Attenuated inflammatory response in triggering receptor expressed on myeloid cells 2 (TREM2) knock-out mice following stroke - PubMed (original) (raw)
Attenuated inflammatory response in triggering receptor expressed on myeloid cells 2 (TREM2) knock-out mice following stroke
Matthias W Sieber et al. PLoS One. 2013.
Abstract
Background: Triggering receptor expressed on myeloid cells-2 (TREM2) is a microglial surface receptor involved in phagocytosis.
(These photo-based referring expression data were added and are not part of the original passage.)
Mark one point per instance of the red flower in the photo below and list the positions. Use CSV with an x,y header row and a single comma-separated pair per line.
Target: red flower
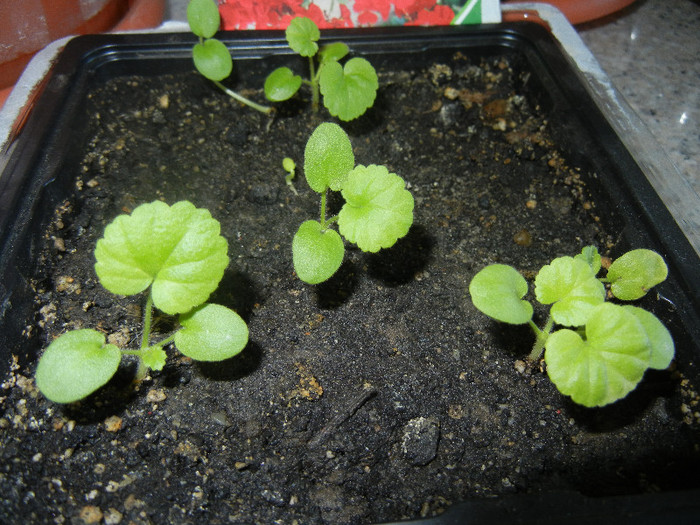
x,y
439,15
276,14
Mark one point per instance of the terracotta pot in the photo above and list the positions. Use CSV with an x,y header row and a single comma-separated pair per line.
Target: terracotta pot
x,y
579,11
28,29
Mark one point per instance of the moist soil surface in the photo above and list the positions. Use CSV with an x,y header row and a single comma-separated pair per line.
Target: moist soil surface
x,y
380,395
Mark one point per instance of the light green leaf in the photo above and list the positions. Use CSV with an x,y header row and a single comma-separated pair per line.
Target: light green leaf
x,y
635,273
348,91
497,290
660,340
153,357
302,34
378,209
607,365
328,158
333,52
317,254
75,365
281,84
212,59
591,257
177,250
203,17
211,333
571,285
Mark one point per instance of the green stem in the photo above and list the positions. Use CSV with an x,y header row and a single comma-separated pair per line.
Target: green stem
x,y
167,340
323,210
315,96
540,339
147,316
142,369
240,98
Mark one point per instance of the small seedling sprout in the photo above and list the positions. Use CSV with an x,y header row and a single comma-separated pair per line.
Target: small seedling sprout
x,y
175,254
603,349
210,55
290,167
378,208
348,91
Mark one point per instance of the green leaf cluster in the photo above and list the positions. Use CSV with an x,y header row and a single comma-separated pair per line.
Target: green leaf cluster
x,y
378,209
177,255
603,349
348,90
210,55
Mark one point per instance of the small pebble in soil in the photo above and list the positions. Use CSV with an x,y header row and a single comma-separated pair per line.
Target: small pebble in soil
x,y
263,194
420,440
523,238
155,395
113,424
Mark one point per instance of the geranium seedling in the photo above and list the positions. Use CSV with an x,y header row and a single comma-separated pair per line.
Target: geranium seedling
x,y
378,208
603,349
348,91
210,55
177,255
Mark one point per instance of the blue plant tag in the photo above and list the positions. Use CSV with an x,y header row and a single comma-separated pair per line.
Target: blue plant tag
x,y
478,12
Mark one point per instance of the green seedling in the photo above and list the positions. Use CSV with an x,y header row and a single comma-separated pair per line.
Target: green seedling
x,y
211,57
378,208
604,349
175,254
347,90
290,167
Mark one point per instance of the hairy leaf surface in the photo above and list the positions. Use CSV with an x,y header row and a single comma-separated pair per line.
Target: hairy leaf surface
x,y
203,17
571,287
348,90
317,254
378,209
211,332
660,340
212,59
177,250
497,290
328,158
604,367
75,365
633,274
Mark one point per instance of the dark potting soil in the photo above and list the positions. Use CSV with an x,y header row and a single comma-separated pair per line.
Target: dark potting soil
x,y
380,395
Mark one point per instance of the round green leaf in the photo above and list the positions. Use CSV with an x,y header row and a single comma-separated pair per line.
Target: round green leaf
x,y
333,52
211,333
177,250
203,17
153,357
317,254
281,84
378,208
328,158
497,290
660,340
591,257
635,273
607,365
212,59
348,91
302,34
75,365
573,288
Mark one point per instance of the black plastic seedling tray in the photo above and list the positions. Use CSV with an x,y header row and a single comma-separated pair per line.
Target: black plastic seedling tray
x,y
39,166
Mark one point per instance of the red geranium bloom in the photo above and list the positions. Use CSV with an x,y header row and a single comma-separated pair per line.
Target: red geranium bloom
x,y
439,15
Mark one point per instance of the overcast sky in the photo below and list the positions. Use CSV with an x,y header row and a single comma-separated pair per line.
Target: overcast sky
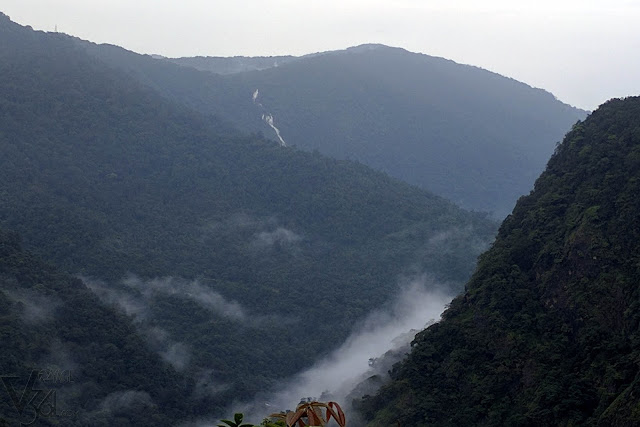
x,y
583,51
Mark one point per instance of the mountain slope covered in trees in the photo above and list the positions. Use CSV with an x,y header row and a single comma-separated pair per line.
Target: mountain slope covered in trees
x,y
101,371
548,330
472,136
224,249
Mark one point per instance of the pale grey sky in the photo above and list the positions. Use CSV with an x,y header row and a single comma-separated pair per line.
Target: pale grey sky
x,y
583,51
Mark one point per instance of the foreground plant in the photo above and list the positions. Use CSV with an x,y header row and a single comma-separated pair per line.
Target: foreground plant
x,y
308,414
237,422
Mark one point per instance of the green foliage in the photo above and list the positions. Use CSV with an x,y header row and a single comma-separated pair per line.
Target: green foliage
x,y
547,330
103,177
237,422
466,134
50,322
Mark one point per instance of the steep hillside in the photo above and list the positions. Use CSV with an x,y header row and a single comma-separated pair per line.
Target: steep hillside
x,y
236,64
225,249
100,371
467,134
547,332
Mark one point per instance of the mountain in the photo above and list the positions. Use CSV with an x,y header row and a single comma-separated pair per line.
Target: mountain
x,y
236,64
547,331
238,261
469,135
100,371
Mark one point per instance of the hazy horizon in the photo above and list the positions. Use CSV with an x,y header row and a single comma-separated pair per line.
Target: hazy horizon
x,y
582,52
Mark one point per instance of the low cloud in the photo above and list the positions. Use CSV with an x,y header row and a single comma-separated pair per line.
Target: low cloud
x,y
279,236
35,307
381,340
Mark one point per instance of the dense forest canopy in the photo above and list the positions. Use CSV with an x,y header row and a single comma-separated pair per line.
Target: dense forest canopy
x,y
547,330
219,247
469,135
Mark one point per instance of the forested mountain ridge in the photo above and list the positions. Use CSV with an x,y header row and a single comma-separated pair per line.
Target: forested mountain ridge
x,y
547,332
469,135
221,247
102,372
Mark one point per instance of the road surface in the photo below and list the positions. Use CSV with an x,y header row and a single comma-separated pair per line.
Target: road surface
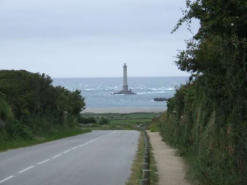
x,y
96,158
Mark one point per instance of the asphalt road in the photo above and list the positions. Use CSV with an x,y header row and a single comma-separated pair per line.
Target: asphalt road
x,y
96,158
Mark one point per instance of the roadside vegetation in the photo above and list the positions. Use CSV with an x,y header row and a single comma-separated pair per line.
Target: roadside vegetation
x,y
207,118
117,121
137,166
32,110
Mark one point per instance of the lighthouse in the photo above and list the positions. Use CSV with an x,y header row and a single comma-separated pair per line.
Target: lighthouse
x,y
125,89
125,80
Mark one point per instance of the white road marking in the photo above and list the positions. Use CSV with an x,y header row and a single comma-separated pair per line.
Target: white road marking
x,y
56,156
66,151
26,169
6,179
74,148
43,162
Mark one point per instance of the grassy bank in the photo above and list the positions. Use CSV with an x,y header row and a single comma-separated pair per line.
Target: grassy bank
x,y
53,134
119,121
137,166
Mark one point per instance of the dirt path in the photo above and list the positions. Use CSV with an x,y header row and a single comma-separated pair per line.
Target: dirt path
x,y
171,168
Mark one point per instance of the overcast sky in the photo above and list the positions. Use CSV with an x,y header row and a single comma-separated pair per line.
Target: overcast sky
x,y
91,38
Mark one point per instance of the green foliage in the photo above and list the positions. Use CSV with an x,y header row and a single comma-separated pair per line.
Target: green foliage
x,y
86,120
103,121
207,117
30,104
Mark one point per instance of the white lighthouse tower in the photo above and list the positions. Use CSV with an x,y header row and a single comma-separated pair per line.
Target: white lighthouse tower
x,y
125,89
125,79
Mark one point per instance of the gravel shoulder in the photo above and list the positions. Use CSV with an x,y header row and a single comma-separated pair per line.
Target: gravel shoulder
x,y
171,168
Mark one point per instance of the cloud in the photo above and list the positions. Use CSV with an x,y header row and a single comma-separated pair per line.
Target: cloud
x,y
71,37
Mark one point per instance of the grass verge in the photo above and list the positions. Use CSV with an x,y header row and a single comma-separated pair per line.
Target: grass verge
x,y
54,134
136,170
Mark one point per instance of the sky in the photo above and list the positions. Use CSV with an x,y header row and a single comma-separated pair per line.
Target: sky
x,y
92,38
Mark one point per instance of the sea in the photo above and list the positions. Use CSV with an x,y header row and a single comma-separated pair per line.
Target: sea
x,y
99,92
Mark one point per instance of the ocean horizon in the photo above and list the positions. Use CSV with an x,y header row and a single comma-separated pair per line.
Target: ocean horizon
x,y
99,92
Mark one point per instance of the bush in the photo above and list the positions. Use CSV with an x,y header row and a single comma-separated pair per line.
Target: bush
x,y
86,120
103,121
Clearance of apoptotic debris after stroke represents an important mechanism to re-attain tissue homeostasis and thereby ensure functional recovery. The role of TREM2 following stroke is currently unclear.
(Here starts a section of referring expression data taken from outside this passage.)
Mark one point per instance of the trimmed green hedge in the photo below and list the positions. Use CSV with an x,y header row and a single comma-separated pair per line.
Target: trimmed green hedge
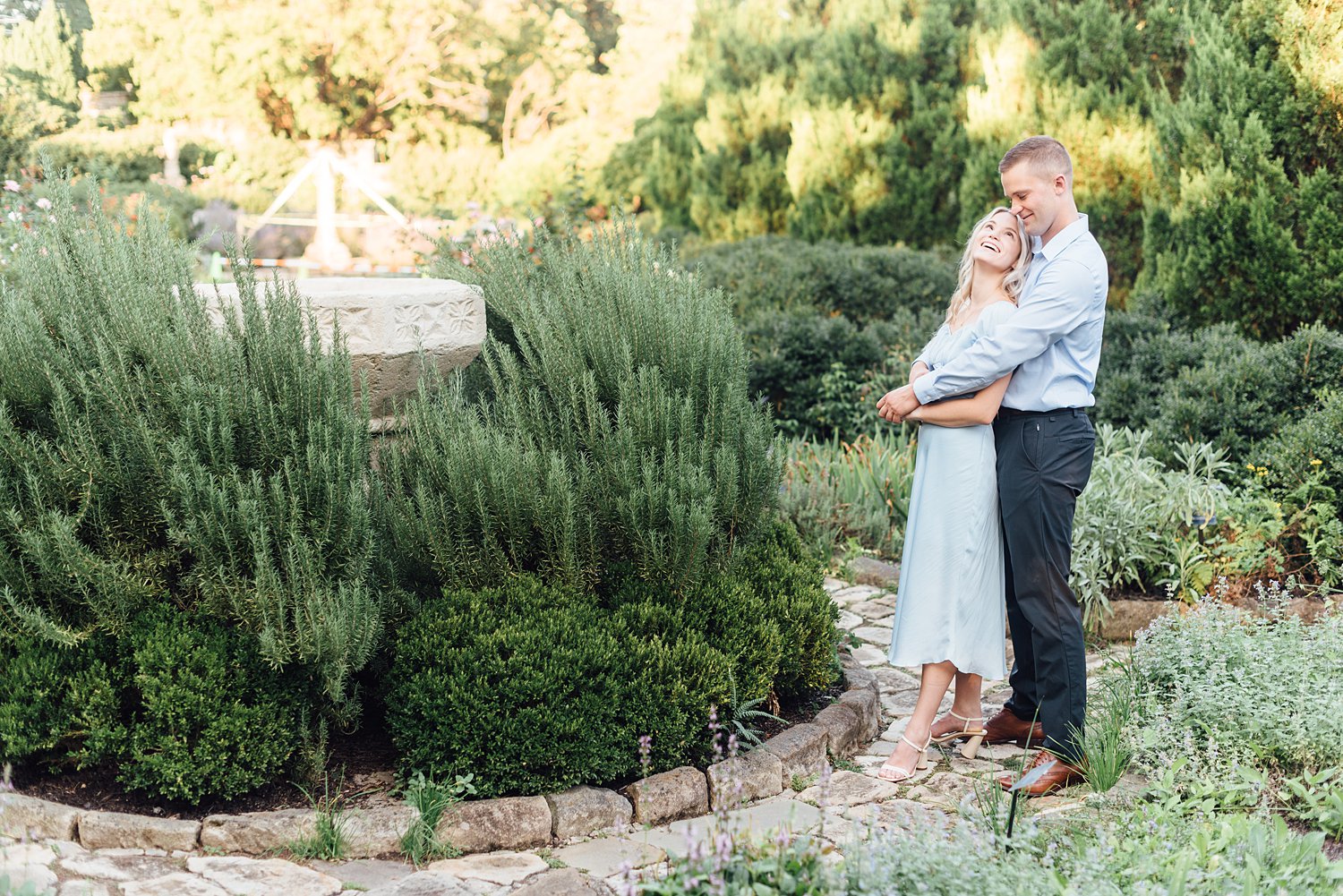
x,y
536,688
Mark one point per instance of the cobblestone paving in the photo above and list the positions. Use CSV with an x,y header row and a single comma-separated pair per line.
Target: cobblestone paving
x,y
854,799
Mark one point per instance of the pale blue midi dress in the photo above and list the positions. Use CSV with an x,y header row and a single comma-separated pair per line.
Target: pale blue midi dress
x,y
951,603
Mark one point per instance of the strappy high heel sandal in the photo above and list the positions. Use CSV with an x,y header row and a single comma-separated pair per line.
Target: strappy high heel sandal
x,y
974,737
904,774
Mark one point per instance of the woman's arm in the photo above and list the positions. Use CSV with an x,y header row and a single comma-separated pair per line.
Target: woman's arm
x,y
967,411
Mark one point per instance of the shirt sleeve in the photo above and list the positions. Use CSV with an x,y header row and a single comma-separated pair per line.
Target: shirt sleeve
x,y
1058,303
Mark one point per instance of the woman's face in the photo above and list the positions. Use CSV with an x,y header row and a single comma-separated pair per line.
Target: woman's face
x,y
997,243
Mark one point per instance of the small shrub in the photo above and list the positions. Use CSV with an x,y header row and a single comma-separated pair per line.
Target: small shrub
x,y
210,719
535,688
54,696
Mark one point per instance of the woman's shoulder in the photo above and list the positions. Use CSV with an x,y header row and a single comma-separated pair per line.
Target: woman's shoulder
x,y
994,314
Methods and results: As an experimental stroke model, the middle cerebral artery of mice was occluded for 30 minutes with a range of reperfusion times (duration of reperfusion: 6 h/12 h/24 h/2 d/7 d/28 d). Quantitative PCR (qPCR) revealed a greatly increased transcription of TREM2 after stroke. We subsequently analyzed the expression of pro-inflammatory cytokines, chemokines and their receptors in TREM2-knockout (TREM2-KO) mice via qPCR. Microglial activation (CD68, Iba1) and CD3-positive T-cell invasion were analyzed via qPCR and immunohistochemistry. Functional consequences of TREM2 knockout were assessed by infarct volumetry. The acute inflammatory response (12 h reperfusion) was very similar between TREM2-KO mice and their littermate controls. However, in the sub-acute phase (7 d reperfusion) following stroke, TREM2-KO mice showed a decreased transcription of pro-inflammatory cytokines TNFα, IL-1α and IL-1β, associated with a reduced microglial activity (CD68, Iba1). Furthermore, TREM2-KO mice showed a reduced transcription of chemokines CCL2 (MCP1), CCL3 (MIP1α) and the chemokine receptor CX3CR1, followed by a diminished invasion of CD3-positive T-cells. No effect on the lesion size was observed.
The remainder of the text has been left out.